Джордж Элиот - Мельница на Флоссе
— Знаешь, Мэгги, есть одно удовольствие, перед которым не устоит даже твое уныние, — проговорила Люси, едва переступив порог комнаты, — это музыка, и я угощу тебя ею на славу. Мне так хочется, чтобы ты снова начала играть! Ведь ты, когда мы учились в Лейсхеме, была гораздо способнее меня.
— Ты бы от души посмеялась, — сказала Мэгги, — если бы видела, как я снова и снова наигрываю маленьким ученицам их нехитрые гаммы, просто чтобы лишний раз пробежаться пальцами по милым клавишам. Но, право, я не отважилась бы теперь сыграть что-нибудь более сложное, чем «Прощайте, скучные заботы».
— Я помню, в какой неистовый восторг ты приходила, когда слушала рождественские гимны, — сказала Люси, принимаясь за вышивание, — и ты могла бы снова услышать самые любимые из них, будь я только уверена, что ты смотришь на некоторые вещи иначе, чем Том.
— Мне кажется, в этом ты можешь не сомневаться, — улыбнулась Мэгги.
— Вернее — на одну определенную вещь, — продолжала Люси, — потому что, если ты разделяешь чувства Тома, мы рискуем остаться без третьего голоса. В Сент-Огге молодые люди, любящие музыку, наперечет. В сущности, только Стивен и Филип Уэйкем как-то разбираются в ней и способны петь.
Тут Люси подняла глаза от вышивания и увидела, что Мэгги изменилась в лице.
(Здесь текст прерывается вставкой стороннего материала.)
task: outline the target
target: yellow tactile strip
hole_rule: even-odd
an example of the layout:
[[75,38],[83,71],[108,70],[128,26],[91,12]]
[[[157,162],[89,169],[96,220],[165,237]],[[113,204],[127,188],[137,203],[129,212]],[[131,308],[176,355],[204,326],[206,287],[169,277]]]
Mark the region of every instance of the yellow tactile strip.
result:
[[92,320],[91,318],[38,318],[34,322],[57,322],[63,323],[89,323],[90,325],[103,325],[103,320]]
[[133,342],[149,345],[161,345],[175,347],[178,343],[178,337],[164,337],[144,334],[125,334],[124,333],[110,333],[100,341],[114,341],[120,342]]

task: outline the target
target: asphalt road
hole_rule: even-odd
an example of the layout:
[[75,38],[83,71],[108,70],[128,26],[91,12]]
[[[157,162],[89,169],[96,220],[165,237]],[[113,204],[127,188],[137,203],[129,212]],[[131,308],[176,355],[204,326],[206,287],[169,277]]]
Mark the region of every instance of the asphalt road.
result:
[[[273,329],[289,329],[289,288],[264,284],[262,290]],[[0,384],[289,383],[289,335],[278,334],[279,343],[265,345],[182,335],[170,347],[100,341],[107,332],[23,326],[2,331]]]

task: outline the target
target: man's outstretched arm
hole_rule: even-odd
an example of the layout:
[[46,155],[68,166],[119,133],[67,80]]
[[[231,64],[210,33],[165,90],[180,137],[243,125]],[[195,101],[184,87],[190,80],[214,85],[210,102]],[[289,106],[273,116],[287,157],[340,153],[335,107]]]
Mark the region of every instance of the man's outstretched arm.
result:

— Тебе неприятно слышать это имя? Если так, я никогда не произнесу его больше. Мне ведь известно, что Том всячески избегает Филипа.
— Нет, я отношусь к этому иначе, чем Том, — оказала Мэгги, вставая с места и подходя к окну, как бы для того, чтобы полюбоваться видом. — Мне Филип всегда нравился — с тех самых пор, как я девочкой увидела его в Лортоне. Он был таким добрым, когда Том поранил себе ногу.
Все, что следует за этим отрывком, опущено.